いわゆる情シスで社内のセキュリティ強化を行っています。

Privileged Identity Management(以下、PIM)は、主にユーザが利用したい時だけに権限を割り当てて使えるMicrosoftの機能です。それに対してPIM for Groupsは、グループ単位で権限を管理し、ユーザが所属するグループにより必要に応じてアクセス権を提供する機能です。

今回はPIMとPIM for Groupsの違いを説明し、社内で活用して得られた効果について解説します。

PIMとは

システム全体を操作できるような特権がユーザに過剰に割り当てられていると、攻撃者によって侵害された時に悪用されるリスクがあります。このリスクを最小限に抑えるには、必要な時だけに権限を割り当てること、不必要な権限を割り当てないことが重要です。必要な権限を常時割り当てて管理するのではなく、必要な時だけに権限を割り当てたい時に使う機能が、MicrosoftのPIMです。

PIMは、Microsoft Entra ID P2ライセンスがあれば利用できる高度なセキュリティ機能で、ユーザが申請した後で一定時間だけ特権を有効化できるようになります。ユーザの申請をもとに無条件に有効化するだけでなく、承認を必要とすることや申請理由を必須とすることも可能です。割り当てる権限は事前に定義する必要があり、既に用意されているロールでは過剰な権限であればカスタムロールを作成して管理することもできます。

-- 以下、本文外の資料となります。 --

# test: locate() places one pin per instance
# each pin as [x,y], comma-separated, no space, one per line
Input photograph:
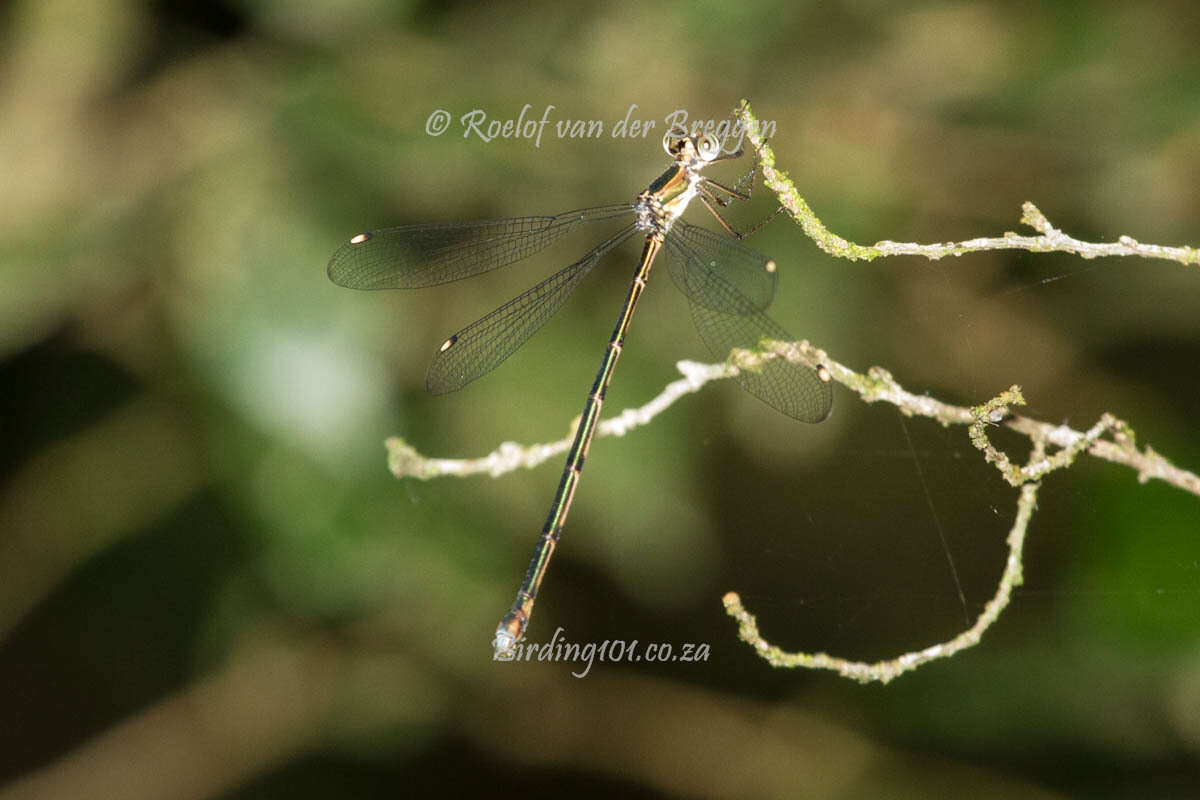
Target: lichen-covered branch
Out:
[1048,240]
[885,671]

ただし、PIMはAzure ロールやMicrosoft Entra ロールなど、限られたサービスしか管理できません。PIMで管理できないサービスにおけるアクセス管理は常時アクセス権を付与することになります。それらの権限を必要な時のみに割り当てたい場合は、次に紹介するPIM for Groupsを活用する必要があります。

PIM for Groupsとは

社内でPIM for Groupsを活用するイメージ

グループ単位で必要な時だけ権限を割り当てたい場合に使う機能が、PIM for Groupsです。PIM for Groupsは2023年6月に導入された機能で、ユーザに権限を割り当てる際に、あらかじめ設定したグループのメンバーに追加するだけで必要な権限を割り当てられます。

PIM for Groupsは、適用できる範囲がPIMよりも広いことが特徴です。PIMはAzure ロールやMicrosoft Entra ロールといった特定の範囲内で特権を管理できるのに対して、PIM for Groupsはセキュリティグループでアクセス制御しているサービス全般に対しての特権管理ができます。

さらに、権限の割り当てにおいても柔軟性が向上しています。PIMはAzure ロールやMicrosoft Entra ロールのカスタムロールでのみ対応が可能でしたが、PIM for Groupsであれば各サービスのアクセス制御機能を利用することで細かく制御できます。

機能名 利用可能なサービス 権限設定
PIM PIMが使えるサービスに限定 PIMで割り当てられるロールに制限される
PIM for Groups セキュリティグループでアクセス制御しているサービス全般 細かくロールの設定がしやすい

PIM for Groupsの効果

PIM for Groupsは、PIMの基本的な機能を利用しながらより高度な特権管理ができる機能です。ラックでは、権限の厳密化のためにPIM for Groupsの活用を進めた結果、以下のような効果を得られました。

PIMで管理できなかったサービスに適用できる

PIM for Groupsでは、セキュリティグループでアクセス制御しているサービス全般に適用できるため、PIMを適用できなくて特権管理をしてこなかったサービスに対して特権管理ができるようになります。例えば、Microsoft Defender for Endpointのエンドポイントの役割とPIM for Groupsを組み合わせることで、EDRの監視メンバーに対して必要な時だけに権限を割り当てる設定にできます。

より厳密な権限を付与しやすい

PIM for Groupsが導入される前は、高い権限をPIMで一時的に割り当てるか、低い権限を常時割り当てるかの運用にせざるを得ないケースがありました。しかし、PIM for Groupsを利用することで、低い権限も必要な時のみ付与できるようになります。必要最低限の権限を適切なタイミングで割り当てる運用が可能になり、セキュリティリスクを大幅に軽減できます。

権限の棚卸がしやすい

PIM for Groupsはグループ単位で管理できるため、対象範囲をグループ名で分かりやすく明示できます。特に、定期的な棚卸が必要なグループに対して特徴的なグループ名をつけることで、設定画面を開かずにグループメンバーを確認するだけで棚卸が可能になります。

さいごに

今回は、PIMとPIM for Groupsの違いと、それらを社内で活用して得られた効果について解説しました。インシデントによる被害拡大を防ぐには、最小権限の原則に基づいて特権を適切に管理することが重要です。特に、従来のPIMでは対応できなかった領域にまで管理範囲を拡張できるPIM for Groupsの導入は、特権管理の精度を大幅に向上させる可能性があります。

セキュリティリスクが増大し続ける現代において、権限管理の強化はあらゆる組織にとって喫緊の課題です。PIM for Groupsを活用して、ゼロトラストな社内環境の整備を進めてみてはいかがでしょうか。